On se souvient qui était ce Cecil Winwood, qui avait fabriqué de toutes pièces l’histoire de la dynamite, reçue soi-disant par moi et que j’avais cachée. C’est lui qui était responsable de tout mon malheur.

Je décidai de tuer Cecil Winwood.

Vous comprenez la situation. Morrell était parti ; Oppenheimer, comme je l’ai dit, était devenu muet. Cela lui dura jusqu’au jour où, ayant fortement malmené un de nos gardiens, qu’il frappa avec le couteau à pain, il s’en alla, à son tour, mais pour être pendu, comme je vais l’être moi-même. Il y avait un an que j’étais seul. Il fallait bien que je m’occupe à quelque chose.

Je me reportai donc à l’époque lointaine où j’étais Adam Strang et où, patiemment, je couvai, quarante ans durant, l’espoir de ma vengeance. Ce qu’Adam Strang avait fait, je pouvais le refaire, en refermant à nouveau mes mains sur la gorge de Cecil Winwood.

Je me procurai quatre aiguilles. Comment, n’espérez pas que je vous le dise. C’étaient de toutes petites aiguilles, bonnes à coudre de la batiste. J’étais tellement amaigri qu’il me suffirait de scier les quatre barreaux de mon guichet pour que mon corps pût passer au travers.

Je sciai ces barreaux. Pour chacun d’eux, c’est-à-dire pour deux coupures, une en haut, une autre en bas, j’usai une aiguille. Et chaque coupure me demanda un mois de travail. Il me fallut donc huit mois, au total, pour me frayer un chemin. Malheureusement, je brisai ma quatrième aiguille sur le dernier barreau, avant d’en avoir terminé, et il me fallut attendre trois mois encore, avant de pouvoir me procurer une cinquième aiguille.

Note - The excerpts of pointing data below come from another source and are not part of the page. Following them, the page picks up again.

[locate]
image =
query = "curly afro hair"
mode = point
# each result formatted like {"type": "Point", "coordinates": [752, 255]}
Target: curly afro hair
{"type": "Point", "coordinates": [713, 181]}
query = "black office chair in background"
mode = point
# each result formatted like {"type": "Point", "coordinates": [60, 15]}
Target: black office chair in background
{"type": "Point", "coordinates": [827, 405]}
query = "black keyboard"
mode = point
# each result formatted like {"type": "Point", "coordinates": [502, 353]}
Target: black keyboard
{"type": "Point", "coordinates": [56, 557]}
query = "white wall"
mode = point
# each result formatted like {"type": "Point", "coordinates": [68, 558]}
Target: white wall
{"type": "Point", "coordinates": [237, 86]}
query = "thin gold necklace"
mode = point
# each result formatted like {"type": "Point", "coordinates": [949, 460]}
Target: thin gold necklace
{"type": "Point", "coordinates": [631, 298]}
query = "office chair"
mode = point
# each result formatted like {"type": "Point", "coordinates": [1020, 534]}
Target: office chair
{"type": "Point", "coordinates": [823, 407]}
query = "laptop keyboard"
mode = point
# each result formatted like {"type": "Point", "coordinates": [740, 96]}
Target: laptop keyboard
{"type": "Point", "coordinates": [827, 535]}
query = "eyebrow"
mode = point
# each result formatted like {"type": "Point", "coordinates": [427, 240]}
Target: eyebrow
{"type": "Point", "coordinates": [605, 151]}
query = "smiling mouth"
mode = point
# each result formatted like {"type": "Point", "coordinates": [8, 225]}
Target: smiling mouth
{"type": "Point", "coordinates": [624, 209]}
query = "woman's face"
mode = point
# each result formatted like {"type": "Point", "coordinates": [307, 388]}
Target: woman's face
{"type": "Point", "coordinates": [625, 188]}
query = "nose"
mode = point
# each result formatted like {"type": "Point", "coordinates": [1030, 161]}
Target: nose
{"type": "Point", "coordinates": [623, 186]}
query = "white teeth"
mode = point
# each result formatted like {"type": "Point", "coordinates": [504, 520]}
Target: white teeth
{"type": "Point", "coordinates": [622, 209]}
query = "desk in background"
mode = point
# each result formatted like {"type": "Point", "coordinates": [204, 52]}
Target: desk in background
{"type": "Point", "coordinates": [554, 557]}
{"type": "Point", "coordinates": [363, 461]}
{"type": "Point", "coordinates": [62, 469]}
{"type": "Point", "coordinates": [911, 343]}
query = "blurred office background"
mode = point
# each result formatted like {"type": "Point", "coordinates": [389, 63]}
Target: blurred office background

Finalement, j’achevai mon œuvre et réussis à sortir.

J’avais tout calculé. La chance certaine que j’avais était de rencontrer Cecil Winwood au réfectoire, à l’heure du déjeuner. J’attendis donc le moment où Jones Face-de-Tourte prendrait, à midi, son service. Face-de-Tourte, vous le savez, était ce gardien qui dormait continuellement. Il faisait chaud et il ne tarda pas, en effet, à ronfler. J’achevai de faire sauter mes barreaux et me faufilai à travers le guichet, en me comprimant fort, opération à laquelle la camisole m’avait habitué. Après quoi, je passai devant Face-de-Tourte, atteignis l’extrémité du corridor et me trouvai libre… dans la prison.

Mais alors advint la seule chose que je n’avais pas prévue. Il y avait cinq ans que j’étais enfermé dans ma cellule d’isolement. J’étais effroyablement et hideusement faible. Mon poids était tombé à soixante-quatre livres. Mes yeux étaient presque aveugles.

Je fus soudain, en me trouvant dehors, frappé d’agoraphobie. L’espace qui m’environnait m’épouvanta. Cinq années dans cette cage étroite m’avaient rendu incapable de descendre la pente vertigineuse de l’escalier qui s’ouvrait devant moi.

Je l’essayai cependant, et y réussis. Ce fut l’acte le plus héroïque que j’eusse accompli dans toute ma vie. Et j’arrivai ainsi à l’une des cours intérieures de la prison.